第11話 明智光秀に転生しました・中編

作者注:今回は四話構成になりました。


 明智光秀に転生するからには、改めてどんな人物かをチェックする必要がある。


 まず光秀は、前半生がはっきりしていない。

 美濃・斎藤氏の被官ではなかったかと言われていて、その後朝倉氏に仕えて足利義昭にも仕えたという。このあたりの経緯があるので「本能寺の変の背後には足利義昭がいる」とも言われているな。


 とはいえ、はっきりしない。

 はっきりした形で出てくるのは織田信長の下に仕えてからだ。

 年齢すら分からないところを見ると、農民出身の秀吉よりも謎な存在だ。


 光秀の能力要素を見てみよう。

 こいつは細川藤孝と連歌を交わしたというから、まず相当な歌人だ。教養的な要素は高いし、医師の生業をしていた時期もあるのではないかとも言われている。

 それでいて鉄砲が伝わってくると、これにも習熟したらしい。当時屈指の技術者だったという話もある。

 総合的な能力の高さは、愛用のM16(光秀16。光秀には1516年出生説もある)を携えている某暗殺者とも被る。


「……用件を聞こう」

「光秀、お主は将軍である余を、安全な場所に連れていくのじゃ」

「……俺は火縄銃狙撃の専門家で、護衛はしない。他を当たってくれ」

「ま、待ってくれ。では、この将軍・足利義昭が織田信長の庇護を受けるまで、余を狙う奴を狙撃してくれ」

「……分かった。やってみよう」


 ひょっとすると、こんな奴だったのかもしれない。


 本能寺の変は陰謀説が多くあるが、光秀がこういう気質なら「分かった。やってみよう」とか言って本当にやったのかもしれない。


 ま、さすがにこれはジョークだが。


 国民的暗殺者と比較されるくらいの能力のありそうな奴だ。

 ただものではない。


 ……何で信長を裏切ったんだろうな。


 伝えられるところによると、二年くらい前には「私は信長様に見出されてこれだけ多くの国を与えられた。感謝してもしきれない」みたいな手紙を書いていたらしい。

 それが二年後には裏切っている。

 まあ、二年もあれば愛情が憎悪に変わるのはサッカーなんか見ているとよくあることだから不思議ではないけどな。同じポジションにライバルを入れようとしているから自分が干されるかもしれないと思うのは不思議じゃない。毛利攻めの後、小早川隆景なんかが織田陣営に入るとやばかったかもしれん。

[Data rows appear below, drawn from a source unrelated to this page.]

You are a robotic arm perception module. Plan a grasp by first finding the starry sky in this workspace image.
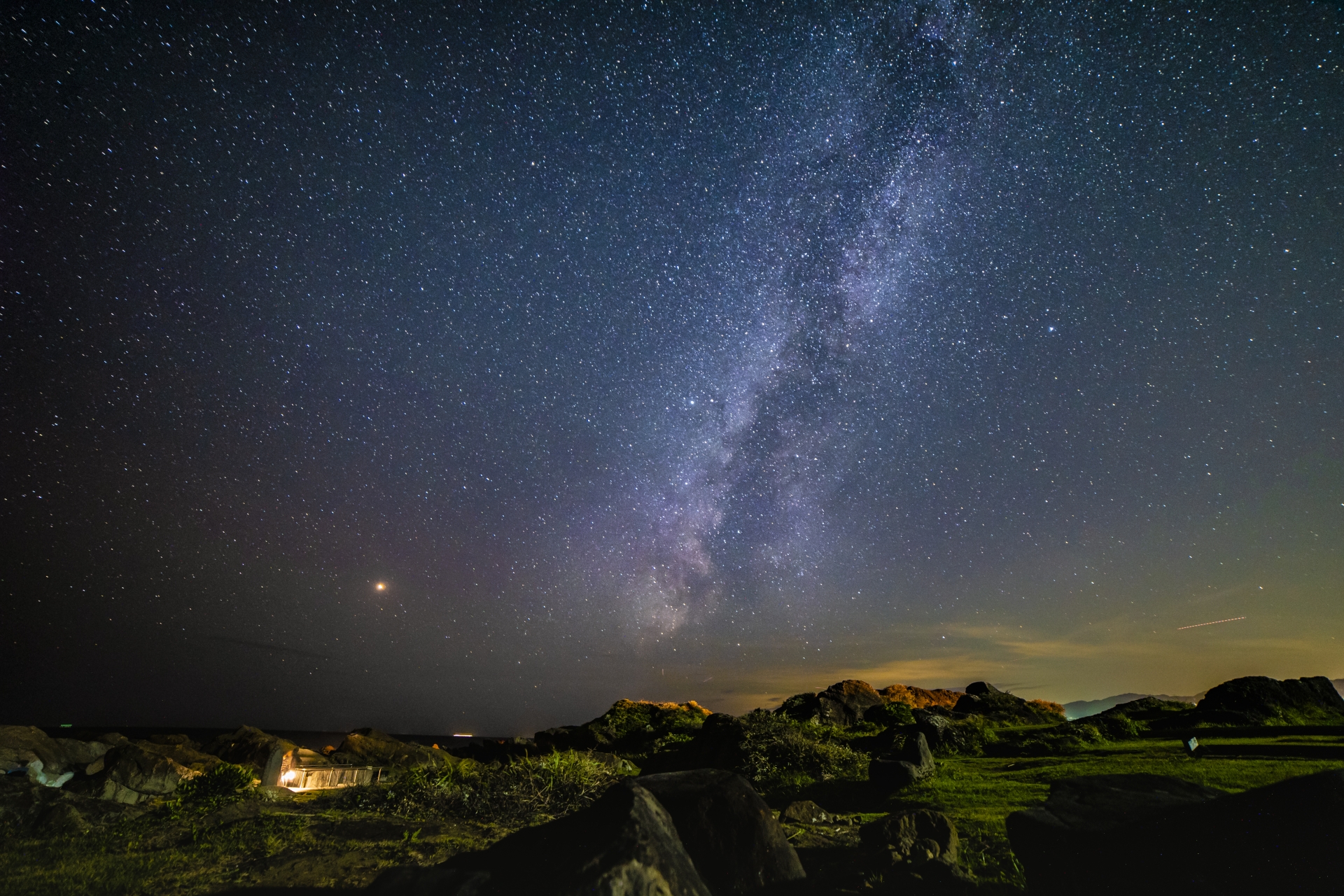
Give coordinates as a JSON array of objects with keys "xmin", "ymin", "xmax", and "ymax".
[{"xmin": 0, "ymin": 0, "xmax": 1344, "ymax": 734}]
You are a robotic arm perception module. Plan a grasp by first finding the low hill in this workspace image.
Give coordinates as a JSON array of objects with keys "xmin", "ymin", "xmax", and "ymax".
[{"xmin": 1065, "ymin": 690, "xmax": 1208, "ymax": 722}]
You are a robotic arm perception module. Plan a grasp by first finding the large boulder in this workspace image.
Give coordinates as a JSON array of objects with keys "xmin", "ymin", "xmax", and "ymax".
[
  {"xmin": 368, "ymin": 782, "xmax": 711, "ymax": 896},
  {"xmin": 1195, "ymin": 676, "xmax": 1344, "ymax": 725},
  {"xmin": 206, "ymin": 725, "xmax": 298, "ymax": 788},
  {"xmin": 0, "ymin": 725, "xmax": 108, "ymax": 776},
  {"xmin": 878, "ymin": 684, "xmax": 961, "ymax": 709},
  {"xmin": 913, "ymin": 709, "xmax": 953, "ymax": 750},
  {"xmin": 637, "ymin": 769, "xmax": 806, "ymax": 896},
  {"xmin": 859, "ymin": 808, "xmax": 974, "ymax": 893},
  {"xmin": 1008, "ymin": 770, "xmax": 1344, "ymax": 895},
  {"xmin": 776, "ymin": 678, "xmax": 887, "ymax": 728},
  {"xmin": 535, "ymin": 700, "xmax": 711, "ymax": 762},
  {"xmin": 0, "ymin": 774, "xmax": 143, "ymax": 836},
  {"xmin": 332, "ymin": 728, "xmax": 461, "ymax": 769},
  {"xmin": 868, "ymin": 731, "xmax": 935, "ymax": 794},
  {"xmin": 817, "ymin": 678, "xmax": 886, "ymax": 727},
  {"xmin": 859, "ymin": 808, "xmax": 958, "ymax": 865},
  {"xmin": 953, "ymin": 681, "xmax": 1065, "ymax": 724},
  {"xmin": 94, "ymin": 740, "xmax": 219, "ymax": 805}
]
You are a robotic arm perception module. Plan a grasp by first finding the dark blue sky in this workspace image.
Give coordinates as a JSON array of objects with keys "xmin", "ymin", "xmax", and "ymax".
[{"xmin": 0, "ymin": 3, "xmax": 1344, "ymax": 734}]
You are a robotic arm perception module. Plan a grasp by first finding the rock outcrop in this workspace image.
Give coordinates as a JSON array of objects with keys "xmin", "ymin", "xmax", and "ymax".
[
  {"xmin": 1008, "ymin": 770, "xmax": 1344, "ymax": 895},
  {"xmin": 0, "ymin": 725, "xmax": 108, "ymax": 779},
  {"xmin": 368, "ymin": 782, "xmax": 711, "ymax": 896},
  {"xmin": 817, "ymin": 678, "xmax": 886, "ymax": 727},
  {"xmin": 859, "ymin": 808, "xmax": 974, "ymax": 893},
  {"xmin": 878, "ymin": 685, "xmax": 961, "ymax": 709},
  {"xmin": 206, "ymin": 725, "xmax": 298, "ymax": 788},
  {"xmin": 953, "ymin": 681, "xmax": 1065, "ymax": 724},
  {"xmin": 0, "ymin": 760, "xmax": 144, "ymax": 836},
  {"xmin": 776, "ymin": 678, "xmax": 887, "ymax": 728},
  {"xmin": 636, "ymin": 769, "xmax": 805, "ymax": 896},
  {"xmin": 94, "ymin": 740, "xmax": 220, "ymax": 805},
  {"xmin": 780, "ymin": 799, "xmax": 832, "ymax": 825},
  {"xmin": 868, "ymin": 731, "xmax": 935, "ymax": 792},
  {"xmin": 1194, "ymin": 676, "xmax": 1344, "ymax": 725},
  {"xmin": 330, "ymin": 728, "xmax": 461, "ymax": 769},
  {"xmin": 535, "ymin": 700, "xmax": 711, "ymax": 762}
]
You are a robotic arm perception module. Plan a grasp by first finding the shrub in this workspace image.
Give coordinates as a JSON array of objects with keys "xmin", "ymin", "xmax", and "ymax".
[
  {"xmin": 934, "ymin": 716, "xmax": 999, "ymax": 756},
  {"xmin": 174, "ymin": 762, "xmax": 253, "ymax": 808},
  {"xmin": 383, "ymin": 751, "xmax": 625, "ymax": 825},
  {"xmin": 1027, "ymin": 700, "xmax": 1065, "ymax": 720},
  {"xmin": 741, "ymin": 709, "xmax": 868, "ymax": 791}
]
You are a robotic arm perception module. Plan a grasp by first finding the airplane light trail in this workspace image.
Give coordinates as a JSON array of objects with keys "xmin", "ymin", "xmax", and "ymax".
[{"xmin": 1176, "ymin": 617, "xmax": 1246, "ymax": 631}]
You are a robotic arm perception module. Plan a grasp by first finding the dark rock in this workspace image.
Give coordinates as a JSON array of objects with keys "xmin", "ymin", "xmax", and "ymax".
[
  {"xmin": 333, "ymin": 728, "xmax": 461, "ymax": 769},
  {"xmin": 1008, "ymin": 770, "xmax": 1344, "ymax": 895},
  {"xmin": 148, "ymin": 735, "xmax": 200, "ymax": 752},
  {"xmin": 637, "ymin": 769, "xmax": 805, "ymax": 895},
  {"xmin": 687, "ymin": 712, "xmax": 748, "ymax": 770},
  {"xmin": 0, "ymin": 725, "xmax": 108, "ymax": 779},
  {"xmin": 535, "ymin": 700, "xmax": 710, "ymax": 764},
  {"xmin": 966, "ymin": 681, "xmax": 1004, "ymax": 697},
  {"xmin": 774, "ymin": 693, "xmax": 821, "ymax": 722},
  {"xmin": 817, "ymin": 678, "xmax": 886, "ymax": 727},
  {"xmin": 1196, "ymin": 676, "xmax": 1344, "ymax": 724},
  {"xmin": 859, "ymin": 808, "xmax": 958, "ymax": 865},
  {"xmin": 206, "ymin": 725, "xmax": 298, "ymax": 786},
  {"xmin": 868, "ymin": 731, "xmax": 935, "ymax": 792},
  {"xmin": 98, "ymin": 741, "xmax": 219, "ymax": 805},
  {"xmin": 357, "ymin": 782, "xmax": 711, "ymax": 896},
  {"xmin": 533, "ymin": 725, "xmax": 596, "ymax": 751},
  {"xmin": 859, "ymin": 808, "xmax": 974, "ymax": 895},
  {"xmin": 953, "ymin": 681, "xmax": 1063, "ymax": 724},
  {"xmin": 780, "ymin": 799, "xmax": 831, "ymax": 825},
  {"xmin": 0, "ymin": 775, "xmax": 143, "ymax": 834}
]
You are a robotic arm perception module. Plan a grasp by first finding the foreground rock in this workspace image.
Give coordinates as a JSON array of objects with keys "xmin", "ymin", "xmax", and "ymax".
[
  {"xmin": 637, "ymin": 769, "xmax": 805, "ymax": 893},
  {"xmin": 0, "ymin": 725, "xmax": 109, "ymax": 783},
  {"xmin": 1008, "ymin": 770, "xmax": 1344, "ymax": 895},
  {"xmin": 92, "ymin": 740, "xmax": 220, "ymax": 805},
  {"xmin": 868, "ymin": 731, "xmax": 935, "ymax": 794},
  {"xmin": 368, "ymin": 782, "xmax": 711, "ymax": 896},
  {"xmin": 0, "ymin": 760, "xmax": 144, "ymax": 836},
  {"xmin": 859, "ymin": 808, "xmax": 974, "ymax": 892},
  {"xmin": 206, "ymin": 725, "xmax": 298, "ymax": 788},
  {"xmin": 780, "ymin": 799, "xmax": 833, "ymax": 825}
]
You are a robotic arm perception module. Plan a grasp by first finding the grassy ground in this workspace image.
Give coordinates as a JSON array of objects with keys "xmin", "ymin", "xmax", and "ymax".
[
  {"xmin": 770, "ymin": 736, "xmax": 1344, "ymax": 892},
  {"xmin": 0, "ymin": 794, "xmax": 507, "ymax": 896},
  {"xmin": 0, "ymin": 732, "xmax": 1344, "ymax": 896}
]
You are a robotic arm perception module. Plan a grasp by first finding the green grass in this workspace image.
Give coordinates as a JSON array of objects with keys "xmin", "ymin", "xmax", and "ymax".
[
  {"xmin": 888, "ymin": 738, "xmax": 1344, "ymax": 888},
  {"xmin": 0, "ymin": 727, "xmax": 1344, "ymax": 896}
]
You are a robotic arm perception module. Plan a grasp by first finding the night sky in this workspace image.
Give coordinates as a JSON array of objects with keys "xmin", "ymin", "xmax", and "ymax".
[{"xmin": 0, "ymin": 0, "xmax": 1344, "ymax": 734}]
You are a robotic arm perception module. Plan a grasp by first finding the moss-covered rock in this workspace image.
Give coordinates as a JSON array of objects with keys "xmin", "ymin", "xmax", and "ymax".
[{"xmin": 535, "ymin": 700, "xmax": 710, "ymax": 763}]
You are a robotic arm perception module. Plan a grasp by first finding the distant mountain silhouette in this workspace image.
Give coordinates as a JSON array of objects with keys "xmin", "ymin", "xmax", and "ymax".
[{"xmin": 1065, "ymin": 693, "xmax": 1210, "ymax": 722}]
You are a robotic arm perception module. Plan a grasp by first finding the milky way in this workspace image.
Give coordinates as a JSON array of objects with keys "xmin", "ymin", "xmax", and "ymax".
[{"xmin": 0, "ymin": 3, "xmax": 1344, "ymax": 732}]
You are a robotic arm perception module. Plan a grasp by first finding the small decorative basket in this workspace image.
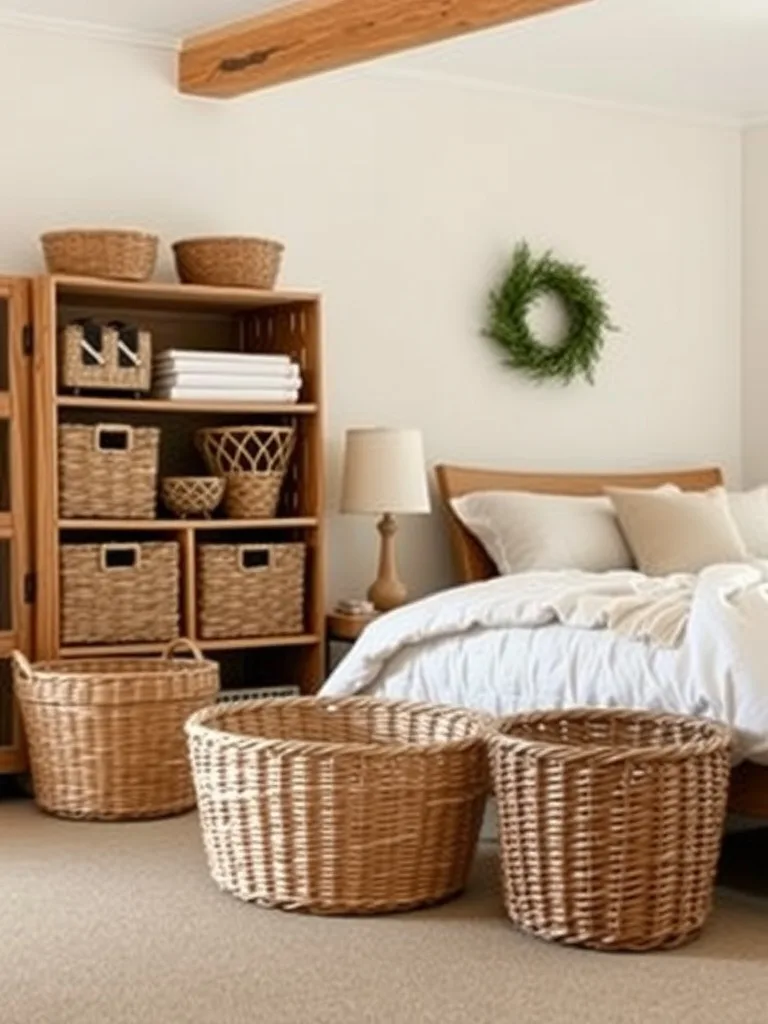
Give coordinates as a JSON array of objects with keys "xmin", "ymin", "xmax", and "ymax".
[
  {"xmin": 59, "ymin": 319, "xmax": 152, "ymax": 393},
  {"xmin": 173, "ymin": 236, "xmax": 285, "ymax": 291},
  {"xmin": 40, "ymin": 229, "xmax": 158, "ymax": 281},
  {"xmin": 196, "ymin": 426, "xmax": 296, "ymax": 519},
  {"xmin": 13, "ymin": 640, "xmax": 219, "ymax": 820},
  {"xmin": 186, "ymin": 697, "xmax": 487, "ymax": 913},
  {"xmin": 198, "ymin": 544, "xmax": 306, "ymax": 640},
  {"xmin": 490, "ymin": 710, "xmax": 730, "ymax": 952},
  {"xmin": 60, "ymin": 541, "xmax": 179, "ymax": 645},
  {"xmin": 160, "ymin": 476, "xmax": 226, "ymax": 519},
  {"xmin": 58, "ymin": 423, "xmax": 160, "ymax": 519}
]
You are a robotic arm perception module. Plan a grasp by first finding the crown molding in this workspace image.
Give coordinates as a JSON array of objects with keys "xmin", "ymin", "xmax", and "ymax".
[{"xmin": 0, "ymin": 8, "xmax": 179, "ymax": 52}]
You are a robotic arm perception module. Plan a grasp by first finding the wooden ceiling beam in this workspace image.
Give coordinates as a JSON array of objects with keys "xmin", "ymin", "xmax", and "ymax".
[{"xmin": 178, "ymin": 0, "xmax": 588, "ymax": 97}]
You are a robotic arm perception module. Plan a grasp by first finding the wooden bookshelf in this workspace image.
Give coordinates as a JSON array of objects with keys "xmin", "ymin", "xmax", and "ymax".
[{"xmin": 31, "ymin": 276, "xmax": 325, "ymax": 692}]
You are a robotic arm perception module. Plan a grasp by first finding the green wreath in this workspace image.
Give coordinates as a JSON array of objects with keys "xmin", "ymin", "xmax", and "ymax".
[{"xmin": 485, "ymin": 242, "xmax": 616, "ymax": 384}]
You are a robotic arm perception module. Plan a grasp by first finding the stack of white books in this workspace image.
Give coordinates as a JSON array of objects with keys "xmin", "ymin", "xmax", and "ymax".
[{"xmin": 153, "ymin": 348, "xmax": 301, "ymax": 404}]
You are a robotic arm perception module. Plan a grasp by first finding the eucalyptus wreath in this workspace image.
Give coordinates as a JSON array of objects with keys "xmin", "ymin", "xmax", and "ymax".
[{"xmin": 484, "ymin": 242, "xmax": 616, "ymax": 384}]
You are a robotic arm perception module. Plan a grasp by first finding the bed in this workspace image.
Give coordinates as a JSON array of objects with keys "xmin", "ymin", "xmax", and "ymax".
[{"xmin": 328, "ymin": 466, "xmax": 768, "ymax": 817}]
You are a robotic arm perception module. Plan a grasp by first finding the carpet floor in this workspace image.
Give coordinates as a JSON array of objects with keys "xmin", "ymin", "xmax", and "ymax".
[{"xmin": 0, "ymin": 800, "xmax": 768, "ymax": 1024}]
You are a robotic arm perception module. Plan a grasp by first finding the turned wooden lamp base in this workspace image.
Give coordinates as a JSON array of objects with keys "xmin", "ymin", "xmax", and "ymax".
[{"xmin": 368, "ymin": 512, "xmax": 408, "ymax": 611}]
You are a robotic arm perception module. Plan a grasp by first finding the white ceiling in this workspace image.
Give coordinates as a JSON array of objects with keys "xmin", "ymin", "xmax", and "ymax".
[{"xmin": 0, "ymin": 0, "xmax": 768, "ymax": 121}]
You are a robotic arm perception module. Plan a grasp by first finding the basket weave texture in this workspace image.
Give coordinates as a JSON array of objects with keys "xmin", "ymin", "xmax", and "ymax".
[
  {"xmin": 60, "ymin": 541, "xmax": 179, "ymax": 644},
  {"xmin": 59, "ymin": 323, "xmax": 152, "ymax": 391},
  {"xmin": 198, "ymin": 544, "xmax": 306, "ymax": 640},
  {"xmin": 196, "ymin": 426, "xmax": 296, "ymax": 519},
  {"xmin": 40, "ymin": 229, "xmax": 158, "ymax": 281},
  {"xmin": 160, "ymin": 476, "xmax": 226, "ymax": 518},
  {"xmin": 173, "ymin": 237, "xmax": 284, "ymax": 291},
  {"xmin": 14, "ymin": 641, "xmax": 219, "ymax": 820},
  {"xmin": 58, "ymin": 423, "xmax": 160, "ymax": 519},
  {"xmin": 186, "ymin": 697, "xmax": 487, "ymax": 913},
  {"xmin": 490, "ymin": 710, "xmax": 730, "ymax": 951}
]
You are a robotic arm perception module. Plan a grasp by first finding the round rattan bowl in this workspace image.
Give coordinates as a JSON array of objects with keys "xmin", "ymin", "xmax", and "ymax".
[
  {"xmin": 490, "ymin": 710, "xmax": 730, "ymax": 951},
  {"xmin": 13, "ymin": 640, "xmax": 219, "ymax": 821},
  {"xmin": 173, "ymin": 236, "xmax": 285, "ymax": 291},
  {"xmin": 186, "ymin": 697, "xmax": 487, "ymax": 914},
  {"xmin": 160, "ymin": 476, "xmax": 226, "ymax": 519},
  {"xmin": 40, "ymin": 228, "xmax": 158, "ymax": 281}
]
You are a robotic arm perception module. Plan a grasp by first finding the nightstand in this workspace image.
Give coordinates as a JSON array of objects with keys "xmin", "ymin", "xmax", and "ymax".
[{"xmin": 326, "ymin": 611, "xmax": 376, "ymax": 672}]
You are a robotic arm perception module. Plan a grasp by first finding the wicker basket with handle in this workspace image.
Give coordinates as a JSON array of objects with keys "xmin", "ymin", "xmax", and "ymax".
[
  {"xmin": 60, "ymin": 541, "xmax": 179, "ymax": 645},
  {"xmin": 40, "ymin": 228, "xmax": 158, "ymax": 281},
  {"xmin": 13, "ymin": 640, "xmax": 219, "ymax": 820},
  {"xmin": 490, "ymin": 710, "xmax": 730, "ymax": 951},
  {"xmin": 186, "ymin": 697, "xmax": 487, "ymax": 913},
  {"xmin": 58, "ymin": 423, "xmax": 160, "ymax": 519},
  {"xmin": 196, "ymin": 425, "xmax": 296, "ymax": 519},
  {"xmin": 198, "ymin": 543, "xmax": 306, "ymax": 640}
]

 あと、佐久間信盛がいきなり解雇からの野垂れ死に展開も受けたこともショックだったのかもしれないな。


 ただし、本能寺の変に関してはうまいタイミングだったと思う。

 忘れられがちだが、この時代の織田家当主は織田信忠だ。信長を倒せば終わりというわけではない。

 戦国時代だからそういうリスク分散が効いていたわけだ。

 しかし、この時信忠も近くの二条城にいて、光秀は両方を討ち取ることができた。

 両者のいるタイミングを逃さずに決起するとなると、外部からの指示や陰謀でやるのは中々難しいんじゃないだろうか。

 

 ただ、その後の展開というのはいただけない感じもある。

 いきなり主君を闇討ちしても織田家の家臣は誰も従わないだろう。事実誰も従わなかった。

 もちろん、毛利が豊臣、上杉が柴田、北条が滝川、長宗我部が丹羽と、反織田包囲網の面々に連絡をとって、二重包囲を完成させるという方法はあるが、これををぶっつけ本番でやるのはかなり至難だ。

 事実、失敗したわけだしな。


 そうじゃない何かがあったのか?

 朝廷や足利将軍家の威光を信じた?

 光秀は歴戦の将だから、それだけを信じたというのは正直腑に落ちない。


 まあ、だからこそ日本史最大のミステリーではあるわけだが、この事件、本当に分からない。